Bernanke doesn't see much hope for housing. The subprime crisis is likely to weigh down the housing market right the way through 2007 until 2008. However, he doesn't think that the housing sector will have any "significant spillovers" into the real economy.

A simple re-examination of the last few years suggests that he might be wrong on that one. When the housing market was booming, it pulled the US economy up with it. Now that the housing market is sliding into a hole, there is every reason that it will take the rest of the economy with it.

May 17 (Bloomberg) -- Federal Reserve Chairman Ben S. Bernanke said a tightening in sub-prime mortgage standards will hurt the U.S. housing market and foreclosures will rise through 2008.

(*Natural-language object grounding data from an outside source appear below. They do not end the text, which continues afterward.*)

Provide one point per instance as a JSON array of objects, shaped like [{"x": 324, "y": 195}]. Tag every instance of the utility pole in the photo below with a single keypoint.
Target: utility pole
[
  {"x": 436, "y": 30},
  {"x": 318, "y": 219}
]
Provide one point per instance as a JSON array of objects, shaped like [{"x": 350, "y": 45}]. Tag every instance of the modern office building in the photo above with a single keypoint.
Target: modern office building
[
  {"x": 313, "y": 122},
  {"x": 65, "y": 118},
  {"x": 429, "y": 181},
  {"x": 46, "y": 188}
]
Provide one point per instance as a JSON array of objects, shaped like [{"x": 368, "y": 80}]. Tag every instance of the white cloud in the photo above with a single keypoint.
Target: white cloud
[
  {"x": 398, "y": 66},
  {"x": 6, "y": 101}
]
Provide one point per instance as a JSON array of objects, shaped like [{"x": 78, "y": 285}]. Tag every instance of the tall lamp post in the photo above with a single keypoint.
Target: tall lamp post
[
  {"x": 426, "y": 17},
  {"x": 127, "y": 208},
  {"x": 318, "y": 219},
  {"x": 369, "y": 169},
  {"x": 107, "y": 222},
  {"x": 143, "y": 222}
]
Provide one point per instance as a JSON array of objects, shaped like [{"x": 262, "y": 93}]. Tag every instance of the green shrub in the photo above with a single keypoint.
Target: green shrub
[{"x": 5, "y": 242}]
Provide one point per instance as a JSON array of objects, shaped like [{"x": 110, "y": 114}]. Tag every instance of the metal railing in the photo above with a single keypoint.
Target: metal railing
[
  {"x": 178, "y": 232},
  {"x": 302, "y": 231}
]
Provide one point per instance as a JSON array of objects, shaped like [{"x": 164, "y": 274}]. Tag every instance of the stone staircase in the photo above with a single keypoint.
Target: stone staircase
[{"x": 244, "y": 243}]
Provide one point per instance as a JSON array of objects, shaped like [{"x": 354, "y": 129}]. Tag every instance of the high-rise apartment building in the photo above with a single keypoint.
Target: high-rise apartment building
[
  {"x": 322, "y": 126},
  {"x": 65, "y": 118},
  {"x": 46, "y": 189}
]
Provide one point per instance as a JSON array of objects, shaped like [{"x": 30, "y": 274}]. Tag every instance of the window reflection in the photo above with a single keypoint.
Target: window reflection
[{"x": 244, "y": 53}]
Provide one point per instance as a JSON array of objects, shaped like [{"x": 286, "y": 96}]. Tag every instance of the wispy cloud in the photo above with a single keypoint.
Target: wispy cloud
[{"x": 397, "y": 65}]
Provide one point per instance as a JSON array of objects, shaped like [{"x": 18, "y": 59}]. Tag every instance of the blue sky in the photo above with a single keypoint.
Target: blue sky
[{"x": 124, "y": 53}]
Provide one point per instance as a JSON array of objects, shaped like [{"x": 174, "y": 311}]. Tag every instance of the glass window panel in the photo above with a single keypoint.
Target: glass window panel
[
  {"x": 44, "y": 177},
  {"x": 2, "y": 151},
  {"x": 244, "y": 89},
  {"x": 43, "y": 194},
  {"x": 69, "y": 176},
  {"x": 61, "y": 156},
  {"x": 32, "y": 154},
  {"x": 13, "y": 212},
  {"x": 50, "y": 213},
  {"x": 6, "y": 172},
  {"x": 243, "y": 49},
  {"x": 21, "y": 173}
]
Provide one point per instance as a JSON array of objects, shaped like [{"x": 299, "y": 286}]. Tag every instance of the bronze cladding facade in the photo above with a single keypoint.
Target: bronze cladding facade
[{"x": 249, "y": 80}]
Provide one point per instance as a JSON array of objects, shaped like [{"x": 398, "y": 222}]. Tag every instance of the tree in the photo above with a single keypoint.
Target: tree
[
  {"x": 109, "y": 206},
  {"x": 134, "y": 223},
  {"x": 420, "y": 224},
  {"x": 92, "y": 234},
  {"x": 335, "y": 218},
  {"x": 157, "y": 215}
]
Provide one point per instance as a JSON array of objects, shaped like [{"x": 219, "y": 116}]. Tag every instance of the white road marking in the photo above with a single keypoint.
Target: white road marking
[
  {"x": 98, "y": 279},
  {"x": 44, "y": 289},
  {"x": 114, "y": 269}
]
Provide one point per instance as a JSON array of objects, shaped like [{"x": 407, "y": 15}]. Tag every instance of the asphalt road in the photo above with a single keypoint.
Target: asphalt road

"Curbs on this lending are expected to be a source of some restraint on home purchases and residential investment in coming quarters," Bernanke said at a conference in Chicago today. "We are likely to see further increases in delinquencies and foreclosures this year and next as many adjustable-rate loans face interest-rate resets."

The Fed chairman maintained his forecast that the slump in housing won't have a broader impact on the economy. "We do not expect significant spillovers from the subprime market to the rest of the economy or financial system," Bernanke said.

Fed officials this year have cited the housing recession as a main risk to growth, which was the weakest in four years last quarter. Bernanke's comments today reflect the consensus of policy makers that the downturn in housing is unlikely to cause consumers to cut spending. Former Fed chief Alan Greenspan also said that subprime problems aren't spreading to lower-risk loans.

Blaming the Fed

Lawmakers and consumer advocates have blamed the Fed and other regulators for lax enforcement during the record $2.8 trillion mortgage boom between 2004 and 2006. The Fed didn't publicly rebuke any bank for failing to follow up on guidance on lending practices in the period. Regulators could have "done more sooner," Roger Cole, the Fed's chief bank supervisor told legislators in March.